Please refer to the below runnable demo code. It is trying to sr.str.extract()
the "a"
column into multiple columns, and insert those columns into the origianl df immediately after the "a"
column.
Please combine steps [1]
and [2]
in the below code in a better way.
import re
import pandas as pd
df = pd.DataFrame({
"a" : {1: 'a', 2: 'aa', 3: 'aaa'} ,
"b" : {1: 'b', 2: 'bb', 3: 'bbb'} ,
"c" : {1: 'b', 2: 'bb', 3: 'bbb'} ,
})
"""
df==
+----+-----+-----+-----+
| | a | b | c |
|----+-----+-----+-----|
| 1 | a | b | b |
| 2 | aa | bb | bb |
| 3 | aaa | bbb | bbb |
+----+-----+-----+-----+
"""
# step [1] sr.str.extract
rex = re.compile(r'(?P<firstletter>\w) (?P<secondletter>\w+)', re.X)
cols = df['a'].str.extract(rex)
# step [2] insert extracted columns back into the original df
df['firstletter'], df['secondletter'] = 0, 0
df['firstletter'] = cols['firstletter']
df['secondletter'] = cols['secondletter']

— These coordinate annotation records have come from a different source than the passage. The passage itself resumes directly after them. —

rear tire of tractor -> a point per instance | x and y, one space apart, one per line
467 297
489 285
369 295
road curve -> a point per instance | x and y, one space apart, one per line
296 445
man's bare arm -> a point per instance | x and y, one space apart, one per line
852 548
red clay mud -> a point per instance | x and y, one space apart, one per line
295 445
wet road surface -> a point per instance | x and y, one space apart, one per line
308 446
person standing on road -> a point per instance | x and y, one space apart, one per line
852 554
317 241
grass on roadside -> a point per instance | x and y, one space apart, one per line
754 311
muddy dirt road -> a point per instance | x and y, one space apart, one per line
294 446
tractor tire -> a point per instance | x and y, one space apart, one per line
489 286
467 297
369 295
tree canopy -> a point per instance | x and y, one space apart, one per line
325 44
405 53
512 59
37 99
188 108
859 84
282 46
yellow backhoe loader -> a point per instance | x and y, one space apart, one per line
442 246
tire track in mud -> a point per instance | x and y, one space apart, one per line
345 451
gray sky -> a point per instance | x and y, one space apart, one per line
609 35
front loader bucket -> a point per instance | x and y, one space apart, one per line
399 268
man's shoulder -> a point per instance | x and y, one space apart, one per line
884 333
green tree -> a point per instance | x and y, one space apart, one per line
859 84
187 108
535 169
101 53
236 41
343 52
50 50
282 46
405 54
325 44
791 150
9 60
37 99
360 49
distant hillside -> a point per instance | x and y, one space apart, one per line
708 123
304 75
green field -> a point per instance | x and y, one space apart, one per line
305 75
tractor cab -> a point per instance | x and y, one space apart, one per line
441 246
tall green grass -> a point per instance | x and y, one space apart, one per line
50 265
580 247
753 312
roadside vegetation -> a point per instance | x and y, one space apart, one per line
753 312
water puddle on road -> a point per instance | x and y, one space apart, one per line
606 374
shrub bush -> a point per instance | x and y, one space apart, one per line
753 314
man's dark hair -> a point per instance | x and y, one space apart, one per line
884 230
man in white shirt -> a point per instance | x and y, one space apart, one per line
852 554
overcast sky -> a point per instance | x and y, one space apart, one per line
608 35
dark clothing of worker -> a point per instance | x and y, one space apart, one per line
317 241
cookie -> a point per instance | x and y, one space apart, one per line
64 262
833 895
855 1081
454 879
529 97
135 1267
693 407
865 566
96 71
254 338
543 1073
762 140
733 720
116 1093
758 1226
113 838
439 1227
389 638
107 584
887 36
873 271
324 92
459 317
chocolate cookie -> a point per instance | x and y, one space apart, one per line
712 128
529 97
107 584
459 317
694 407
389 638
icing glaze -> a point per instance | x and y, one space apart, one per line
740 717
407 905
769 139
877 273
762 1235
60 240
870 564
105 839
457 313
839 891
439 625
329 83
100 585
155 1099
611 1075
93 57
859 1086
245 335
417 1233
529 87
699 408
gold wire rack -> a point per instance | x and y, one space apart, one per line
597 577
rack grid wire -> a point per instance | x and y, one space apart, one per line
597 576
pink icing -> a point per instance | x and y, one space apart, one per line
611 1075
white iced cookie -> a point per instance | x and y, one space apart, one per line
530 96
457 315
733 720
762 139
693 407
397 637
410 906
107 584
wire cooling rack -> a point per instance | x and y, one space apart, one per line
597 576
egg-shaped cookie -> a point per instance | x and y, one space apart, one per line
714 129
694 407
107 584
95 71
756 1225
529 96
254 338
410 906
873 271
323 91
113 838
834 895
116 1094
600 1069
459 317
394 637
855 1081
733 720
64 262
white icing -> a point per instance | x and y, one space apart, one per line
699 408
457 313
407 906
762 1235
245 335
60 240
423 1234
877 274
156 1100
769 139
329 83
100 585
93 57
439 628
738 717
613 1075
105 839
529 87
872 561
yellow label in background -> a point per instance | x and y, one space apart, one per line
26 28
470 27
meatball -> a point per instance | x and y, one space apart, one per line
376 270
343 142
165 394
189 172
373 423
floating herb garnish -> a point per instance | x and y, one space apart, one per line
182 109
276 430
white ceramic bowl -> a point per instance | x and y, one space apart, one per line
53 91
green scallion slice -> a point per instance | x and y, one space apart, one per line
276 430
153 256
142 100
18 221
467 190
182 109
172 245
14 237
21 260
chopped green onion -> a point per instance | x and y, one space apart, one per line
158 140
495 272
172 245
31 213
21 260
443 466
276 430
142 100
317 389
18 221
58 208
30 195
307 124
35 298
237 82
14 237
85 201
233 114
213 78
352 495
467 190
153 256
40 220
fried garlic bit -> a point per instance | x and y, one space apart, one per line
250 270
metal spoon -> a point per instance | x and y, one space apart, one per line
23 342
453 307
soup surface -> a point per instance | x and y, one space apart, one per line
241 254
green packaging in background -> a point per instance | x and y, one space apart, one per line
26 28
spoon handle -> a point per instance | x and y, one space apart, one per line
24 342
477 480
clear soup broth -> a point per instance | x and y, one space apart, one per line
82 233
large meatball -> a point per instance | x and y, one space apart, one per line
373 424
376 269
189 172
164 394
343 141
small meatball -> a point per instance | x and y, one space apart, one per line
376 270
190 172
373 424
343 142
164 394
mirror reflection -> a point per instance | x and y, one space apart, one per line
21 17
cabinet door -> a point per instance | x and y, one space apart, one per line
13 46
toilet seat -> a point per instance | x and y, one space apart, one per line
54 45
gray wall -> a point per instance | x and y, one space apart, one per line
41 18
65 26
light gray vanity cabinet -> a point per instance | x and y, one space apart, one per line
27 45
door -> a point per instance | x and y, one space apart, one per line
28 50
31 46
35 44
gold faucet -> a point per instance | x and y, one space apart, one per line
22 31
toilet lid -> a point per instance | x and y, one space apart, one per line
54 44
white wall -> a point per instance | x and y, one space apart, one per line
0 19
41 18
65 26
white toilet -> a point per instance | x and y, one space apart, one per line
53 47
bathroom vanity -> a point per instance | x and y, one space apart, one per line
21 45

df = df['a firstletter secondletter b c'.split()]
"""
# Or, a more concise step [2], but too hard to glance thru and remember, also prone to mistake:
for col in cols.columns[::-1]:
df.insert(df.columns.get_loc('a')+1, col, cols[col])
"""
# result:
"""
df==
+----+-----+---------------+----------------+-----+-----+
| | a | firstletter | secondletter | b | c |
|----+-----+---------------+----------------+-----+-----|
| 1 | a | nan | nan | b | b |
| 2 | aa | a | a | bb | bb |
| 3 | aaa | a | aa | bbb | bbb |
+----+-----+---------------+----------------+-----+-----+
"""